In many cases, taking a phased incremental approach to IP convergence based on budget and operational priorities can be the most sensible way to proceed. Conversely, in designing new construction, such as a corporate or educational campus, a total convergence approach right from the start may prove to be the most cost-effective choice.
More specialized facilities, such as government agencies or financial institutions, may be required to maintain separate and secure networks for certain building operating systems, thereby preventing those systems from residing on a common network for reasons of confidentiality. However, as software vendors continue to develop better network security solutions such as data encryption, firewalls and traffic regulation–an increasing number of enterprises are moving to some level of IP convergence.

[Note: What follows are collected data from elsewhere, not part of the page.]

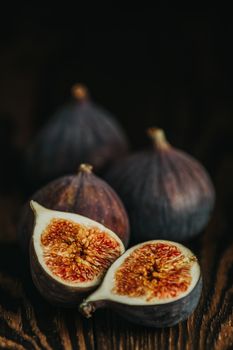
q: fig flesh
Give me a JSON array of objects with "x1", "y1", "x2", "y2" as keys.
[
  {"x1": 24, "y1": 84, "x2": 129, "y2": 186},
  {"x1": 30, "y1": 201, "x2": 125, "y2": 306},
  {"x1": 105, "y1": 127, "x2": 215, "y2": 242},
  {"x1": 80, "y1": 240, "x2": 202, "y2": 327},
  {"x1": 18, "y1": 163, "x2": 130, "y2": 252}
]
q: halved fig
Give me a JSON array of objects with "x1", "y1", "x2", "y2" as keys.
[
  {"x1": 30, "y1": 201, "x2": 125, "y2": 306},
  {"x1": 80, "y1": 240, "x2": 202, "y2": 327}
]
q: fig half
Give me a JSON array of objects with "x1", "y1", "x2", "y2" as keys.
[
  {"x1": 30, "y1": 201, "x2": 125, "y2": 306},
  {"x1": 80, "y1": 240, "x2": 202, "y2": 327}
]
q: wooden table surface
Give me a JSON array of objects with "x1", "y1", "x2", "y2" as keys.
[{"x1": 0, "y1": 118, "x2": 233, "y2": 350}]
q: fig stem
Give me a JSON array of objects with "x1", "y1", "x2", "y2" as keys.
[
  {"x1": 71, "y1": 84, "x2": 89, "y2": 101},
  {"x1": 79, "y1": 300, "x2": 96, "y2": 318},
  {"x1": 147, "y1": 127, "x2": 170, "y2": 150},
  {"x1": 79, "y1": 163, "x2": 93, "y2": 173}
]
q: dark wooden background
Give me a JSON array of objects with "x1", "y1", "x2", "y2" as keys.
[{"x1": 0, "y1": 8, "x2": 233, "y2": 350}]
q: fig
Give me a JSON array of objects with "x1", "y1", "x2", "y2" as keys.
[
  {"x1": 105, "y1": 127, "x2": 215, "y2": 242},
  {"x1": 79, "y1": 240, "x2": 202, "y2": 327},
  {"x1": 18, "y1": 163, "x2": 130, "y2": 252},
  {"x1": 30, "y1": 201, "x2": 125, "y2": 305},
  {"x1": 24, "y1": 83, "x2": 129, "y2": 186}
]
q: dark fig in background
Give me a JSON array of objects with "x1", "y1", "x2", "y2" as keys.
[
  {"x1": 30, "y1": 201, "x2": 125, "y2": 306},
  {"x1": 18, "y1": 164, "x2": 130, "y2": 252},
  {"x1": 80, "y1": 240, "x2": 202, "y2": 327},
  {"x1": 24, "y1": 84, "x2": 129, "y2": 186},
  {"x1": 105, "y1": 128, "x2": 215, "y2": 242}
]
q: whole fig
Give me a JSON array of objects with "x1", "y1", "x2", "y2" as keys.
[
  {"x1": 24, "y1": 84, "x2": 129, "y2": 186},
  {"x1": 18, "y1": 164, "x2": 130, "y2": 252},
  {"x1": 105, "y1": 128, "x2": 215, "y2": 242}
]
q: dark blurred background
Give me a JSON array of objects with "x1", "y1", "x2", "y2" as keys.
[{"x1": 0, "y1": 7, "x2": 232, "y2": 192}]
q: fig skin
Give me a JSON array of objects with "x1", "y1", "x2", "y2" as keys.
[
  {"x1": 18, "y1": 164, "x2": 130, "y2": 252},
  {"x1": 24, "y1": 84, "x2": 129, "y2": 187},
  {"x1": 105, "y1": 128, "x2": 215, "y2": 242},
  {"x1": 81, "y1": 277, "x2": 202, "y2": 327}
]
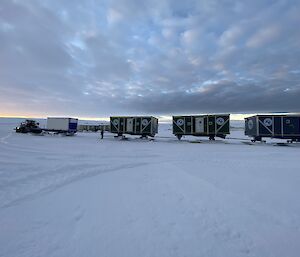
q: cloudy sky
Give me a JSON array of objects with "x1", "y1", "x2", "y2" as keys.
[{"x1": 0, "y1": 0, "x2": 300, "y2": 118}]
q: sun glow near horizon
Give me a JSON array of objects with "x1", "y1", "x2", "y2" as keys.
[{"x1": 0, "y1": 113, "x2": 255, "y2": 121}]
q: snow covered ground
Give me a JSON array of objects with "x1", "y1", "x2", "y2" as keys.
[{"x1": 0, "y1": 118, "x2": 300, "y2": 257}]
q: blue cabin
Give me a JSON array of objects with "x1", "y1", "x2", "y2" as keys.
[{"x1": 245, "y1": 114, "x2": 300, "y2": 142}]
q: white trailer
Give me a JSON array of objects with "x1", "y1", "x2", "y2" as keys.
[{"x1": 46, "y1": 118, "x2": 78, "y2": 134}]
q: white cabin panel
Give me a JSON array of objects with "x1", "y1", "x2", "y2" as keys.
[
  {"x1": 126, "y1": 118, "x2": 134, "y2": 132},
  {"x1": 195, "y1": 117, "x2": 204, "y2": 133}
]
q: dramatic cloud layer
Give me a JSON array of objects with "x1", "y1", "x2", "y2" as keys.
[{"x1": 0, "y1": 0, "x2": 300, "y2": 117}]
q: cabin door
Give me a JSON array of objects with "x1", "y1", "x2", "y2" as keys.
[
  {"x1": 195, "y1": 117, "x2": 204, "y2": 133},
  {"x1": 126, "y1": 118, "x2": 134, "y2": 132}
]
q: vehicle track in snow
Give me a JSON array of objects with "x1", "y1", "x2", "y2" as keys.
[
  {"x1": 0, "y1": 132, "x2": 12, "y2": 145},
  {"x1": 0, "y1": 157, "x2": 172, "y2": 210},
  {"x1": 0, "y1": 161, "x2": 148, "y2": 209}
]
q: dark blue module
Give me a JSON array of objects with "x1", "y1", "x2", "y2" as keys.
[
  {"x1": 68, "y1": 118, "x2": 78, "y2": 133},
  {"x1": 245, "y1": 115, "x2": 300, "y2": 142}
]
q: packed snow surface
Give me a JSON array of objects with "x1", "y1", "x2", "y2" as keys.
[{"x1": 0, "y1": 118, "x2": 300, "y2": 257}]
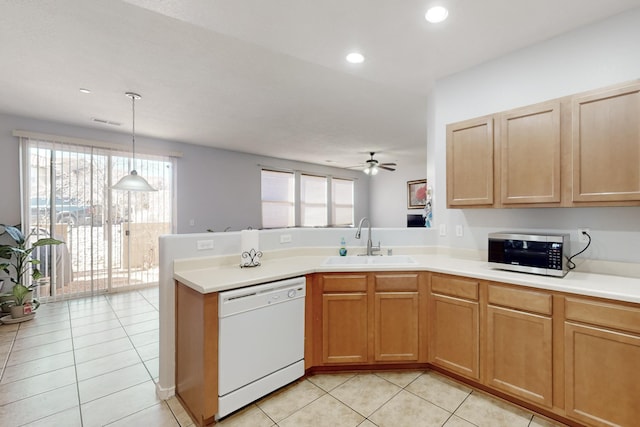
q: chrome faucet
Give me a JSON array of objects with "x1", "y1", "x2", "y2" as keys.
[{"x1": 355, "y1": 217, "x2": 381, "y2": 256}]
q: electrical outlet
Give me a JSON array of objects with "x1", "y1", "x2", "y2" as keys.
[
  {"x1": 280, "y1": 234, "x2": 292, "y2": 244},
  {"x1": 578, "y1": 228, "x2": 590, "y2": 243},
  {"x1": 439, "y1": 224, "x2": 447, "y2": 237},
  {"x1": 456, "y1": 225, "x2": 463, "y2": 237},
  {"x1": 197, "y1": 240, "x2": 214, "y2": 250},
  {"x1": 189, "y1": 219, "x2": 195, "y2": 227}
]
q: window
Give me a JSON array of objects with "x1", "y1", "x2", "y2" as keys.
[
  {"x1": 331, "y1": 178, "x2": 354, "y2": 226},
  {"x1": 261, "y1": 170, "x2": 295, "y2": 228},
  {"x1": 21, "y1": 136, "x2": 175, "y2": 300},
  {"x1": 260, "y1": 169, "x2": 354, "y2": 228},
  {"x1": 300, "y1": 174, "x2": 327, "y2": 227}
]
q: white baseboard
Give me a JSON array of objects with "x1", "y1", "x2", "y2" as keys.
[{"x1": 156, "y1": 383, "x2": 175, "y2": 400}]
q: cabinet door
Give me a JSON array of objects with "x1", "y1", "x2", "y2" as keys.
[
  {"x1": 565, "y1": 322, "x2": 640, "y2": 426},
  {"x1": 572, "y1": 82, "x2": 640, "y2": 202},
  {"x1": 322, "y1": 293, "x2": 368, "y2": 364},
  {"x1": 486, "y1": 305, "x2": 553, "y2": 407},
  {"x1": 446, "y1": 116, "x2": 494, "y2": 207},
  {"x1": 374, "y1": 292, "x2": 419, "y2": 362},
  {"x1": 429, "y1": 294, "x2": 479, "y2": 380},
  {"x1": 500, "y1": 102, "x2": 561, "y2": 204}
]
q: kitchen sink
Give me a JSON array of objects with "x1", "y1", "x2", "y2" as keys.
[{"x1": 322, "y1": 255, "x2": 418, "y2": 266}]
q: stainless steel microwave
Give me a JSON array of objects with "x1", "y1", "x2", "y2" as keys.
[{"x1": 488, "y1": 232, "x2": 570, "y2": 277}]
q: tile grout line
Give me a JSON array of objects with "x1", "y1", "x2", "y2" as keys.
[
  {"x1": 67, "y1": 298, "x2": 86, "y2": 427},
  {"x1": 264, "y1": 379, "x2": 328, "y2": 426},
  {"x1": 8, "y1": 300, "x2": 79, "y2": 427},
  {"x1": 105, "y1": 290, "x2": 157, "y2": 382},
  {"x1": 91, "y1": 289, "x2": 173, "y2": 425},
  {"x1": 0, "y1": 326, "x2": 18, "y2": 384}
]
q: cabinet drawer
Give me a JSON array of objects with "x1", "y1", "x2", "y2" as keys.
[
  {"x1": 565, "y1": 297, "x2": 640, "y2": 334},
  {"x1": 488, "y1": 284, "x2": 552, "y2": 315},
  {"x1": 431, "y1": 275, "x2": 479, "y2": 301},
  {"x1": 374, "y1": 273, "x2": 419, "y2": 292},
  {"x1": 322, "y1": 274, "x2": 368, "y2": 293}
]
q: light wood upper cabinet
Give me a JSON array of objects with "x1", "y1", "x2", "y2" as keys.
[
  {"x1": 500, "y1": 102, "x2": 561, "y2": 204},
  {"x1": 485, "y1": 285, "x2": 553, "y2": 408},
  {"x1": 446, "y1": 80, "x2": 640, "y2": 208},
  {"x1": 564, "y1": 297, "x2": 640, "y2": 426},
  {"x1": 446, "y1": 116, "x2": 494, "y2": 207},
  {"x1": 572, "y1": 82, "x2": 640, "y2": 202},
  {"x1": 428, "y1": 274, "x2": 480, "y2": 380}
]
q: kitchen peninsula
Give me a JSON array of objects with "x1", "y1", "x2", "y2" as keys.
[{"x1": 163, "y1": 236, "x2": 640, "y2": 427}]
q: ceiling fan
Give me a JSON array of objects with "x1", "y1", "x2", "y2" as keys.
[{"x1": 362, "y1": 152, "x2": 397, "y2": 175}]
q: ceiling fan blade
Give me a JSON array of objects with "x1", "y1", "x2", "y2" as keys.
[
  {"x1": 379, "y1": 165, "x2": 396, "y2": 171},
  {"x1": 380, "y1": 162, "x2": 397, "y2": 167}
]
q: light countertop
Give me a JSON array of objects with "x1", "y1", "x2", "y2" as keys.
[{"x1": 174, "y1": 252, "x2": 640, "y2": 304}]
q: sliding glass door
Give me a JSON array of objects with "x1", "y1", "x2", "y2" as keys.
[{"x1": 23, "y1": 138, "x2": 174, "y2": 301}]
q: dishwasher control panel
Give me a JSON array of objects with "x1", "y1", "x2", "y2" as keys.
[{"x1": 218, "y1": 276, "x2": 306, "y2": 318}]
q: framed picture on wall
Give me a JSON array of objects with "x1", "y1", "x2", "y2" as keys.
[{"x1": 407, "y1": 179, "x2": 427, "y2": 209}]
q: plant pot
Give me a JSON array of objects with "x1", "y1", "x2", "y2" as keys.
[
  {"x1": 9, "y1": 301, "x2": 37, "y2": 319},
  {"x1": 10, "y1": 304, "x2": 27, "y2": 318}
]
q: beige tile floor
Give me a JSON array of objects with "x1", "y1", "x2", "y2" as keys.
[{"x1": 0, "y1": 288, "x2": 567, "y2": 427}]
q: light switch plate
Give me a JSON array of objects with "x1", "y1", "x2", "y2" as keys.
[
  {"x1": 456, "y1": 225, "x2": 463, "y2": 237},
  {"x1": 280, "y1": 234, "x2": 292, "y2": 244},
  {"x1": 439, "y1": 224, "x2": 447, "y2": 236}
]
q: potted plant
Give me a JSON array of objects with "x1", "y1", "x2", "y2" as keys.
[
  {"x1": 7, "y1": 284, "x2": 40, "y2": 318},
  {"x1": 0, "y1": 224, "x2": 63, "y2": 319}
]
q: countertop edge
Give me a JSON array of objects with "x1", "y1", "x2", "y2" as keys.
[{"x1": 173, "y1": 255, "x2": 640, "y2": 304}]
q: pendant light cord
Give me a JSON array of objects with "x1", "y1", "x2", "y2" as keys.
[
  {"x1": 131, "y1": 94, "x2": 136, "y2": 167},
  {"x1": 125, "y1": 92, "x2": 141, "y2": 172}
]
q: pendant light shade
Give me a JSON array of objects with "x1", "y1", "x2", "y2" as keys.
[{"x1": 112, "y1": 92, "x2": 157, "y2": 192}]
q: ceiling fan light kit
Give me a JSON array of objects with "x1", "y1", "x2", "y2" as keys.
[
  {"x1": 362, "y1": 152, "x2": 396, "y2": 175},
  {"x1": 364, "y1": 164, "x2": 379, "y2": 175},
  {"x1": 112, "y1": 92, "x2": 157, "y2": 192}
]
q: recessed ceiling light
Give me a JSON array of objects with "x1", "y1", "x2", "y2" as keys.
[
  {"x1": 346, "y1": 52, "x2": 365, "y2": 64},
  {"x1": 79, "y1": 88, "x2": 91, "y2": 94},
  {"x1": 425, "y1": 6, "x2": 448, "y2": 23}
]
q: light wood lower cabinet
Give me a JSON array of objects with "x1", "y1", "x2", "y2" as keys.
[
  {"x1": 318, "y1": 272, "x2": 427, "y2": 365},
  {"x1": 321, "y1": 274, "x2": 369, "y2": 364},
  {"x1": 485, "y1": 285, "x2": 553, "y2": 408},
  {"x1": 373, "y1": 273, "x2": 426, "y2": 362},
  {"x1": 323, "y1": 292, "x2": 369, "y2": 364},
  {"x1": 564, "y1": 297, "x2": 640, "y2": 426},
  {"x1": 428, "y1": 274, "x2": 480, "y2": 380},
  {"x1": 175, "y1": 281, "x2": 218, "y2": 427},
  {"x1": 486, "y1": 306, "x2": 553, "y2": 407},
  {"x1": 175, "y1": 271, "x2": 640, "y2": 427}
]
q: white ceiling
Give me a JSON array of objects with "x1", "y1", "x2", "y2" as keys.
[{"x1": 1, "y1": 0, "x2": 639, "y2": 169}]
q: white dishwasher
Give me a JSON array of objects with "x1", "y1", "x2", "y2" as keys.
[{"x1": 217, "y1": 276, "x2": 306, "y2": 419}]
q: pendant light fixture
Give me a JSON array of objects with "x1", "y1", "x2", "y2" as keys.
[{"x1": 112, "y1": 92, "x2": 157, "y2": 192}]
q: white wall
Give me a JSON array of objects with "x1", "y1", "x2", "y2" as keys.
[
  {"x1": 429, "y1": 8, "x2": 640, "y2": 263},
  {"x1": 370, "y1": 157, "x2": 428, "y2": 227},
  {"x1": 0, "y1": 113, "x2": 369, "y2": 231}
]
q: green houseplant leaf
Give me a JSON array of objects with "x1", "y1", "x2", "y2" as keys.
[{"x1": 0, "y1": 224, "x2": 63, "y2": 288}]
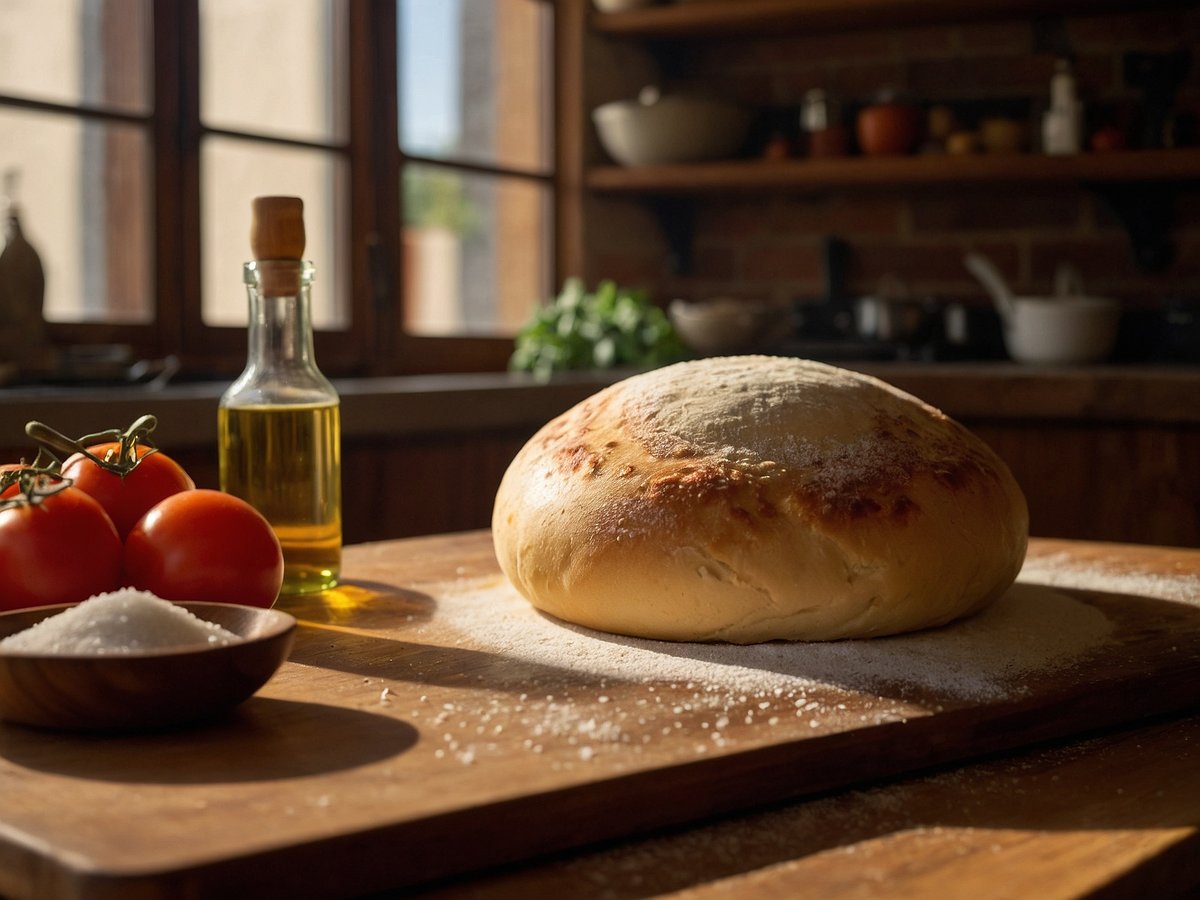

Convergence at a lower level may consist of various networks transmitting signals over a variety of cabling media while sharing conduit and pathways to reap the benefits of having one central management and operations center. For example, data from the corporate LAN may be transmitted on twisted-pair copper in the same pathway as coaxial transmitting video from security cameras. Both systems can then be managed from one data center where head-end equipment can co-exist and communicate, while sharing resources such as storage area networks, power distribution and cooling systems.
At a higher level of convergence, building operating systems can be deployed using the Internet to transmit system information as IP data packets over one Ethernet network, using routers and switches. Ethernet has become the most widely deployed network technology for transmitting IP data signals between two hosts across packet-switched networks. In recent years, Ethernet and IP have advanced to the point where it can now be used to transmit voice, video, security, industrial control and building management information as data signals across the network.
This means that data from these various systems can be centrally managed from one central interface versus separate equipment and can be more easily shared between applications for even more efficient and simplified building operations management.
Facility owners and managers need to determine the best level of IT system convergence for their particular building or campus–and the answer may well be partial convergence. Take, for example, the IT infrastructure of a typical hospital facility. In the non-converged infrastructure layout shown here, seven different functional systems operate on independent networks within the facility, making network management and administration more complex and costly than it needs to be. The converged layout diagram shows how five of these systems–including CCTV and security, have been converged onto a single, secure, IP-based Ethernet network. To comply with life safety regulations, the nurse call and fire systems remain on separate networks. Graphics courtesy Belden Americas Division.
Smart deployment overcomes challenges
Deployment of IP convergence at any level can be fraught with challenges. For example, a CIO or IT manager might ask: “Will our various systems really work together and will they continue to do so as applications grow and evolve?” What about network performance and reliability over the long term? And, can we ensure that the safety and security of our people, premises and assets are adequately protected?”
Fortunately, groundbreaking technology advances are emerging every day that can help in overcoming these and other challenges to achieve successful deployment of network convergence. In deciding on a convergence strategy, here are a few practical guidelines to keep in mind:
Interoperability and Scalability: Proper system design to support current and future technologies is essential. It’s important to find and work with knowledgeable and reliable partners having the engineering and product expertise to design and implement all levels of network convergence, whether in commercial buildings, data centers, healthcare or educational facilities.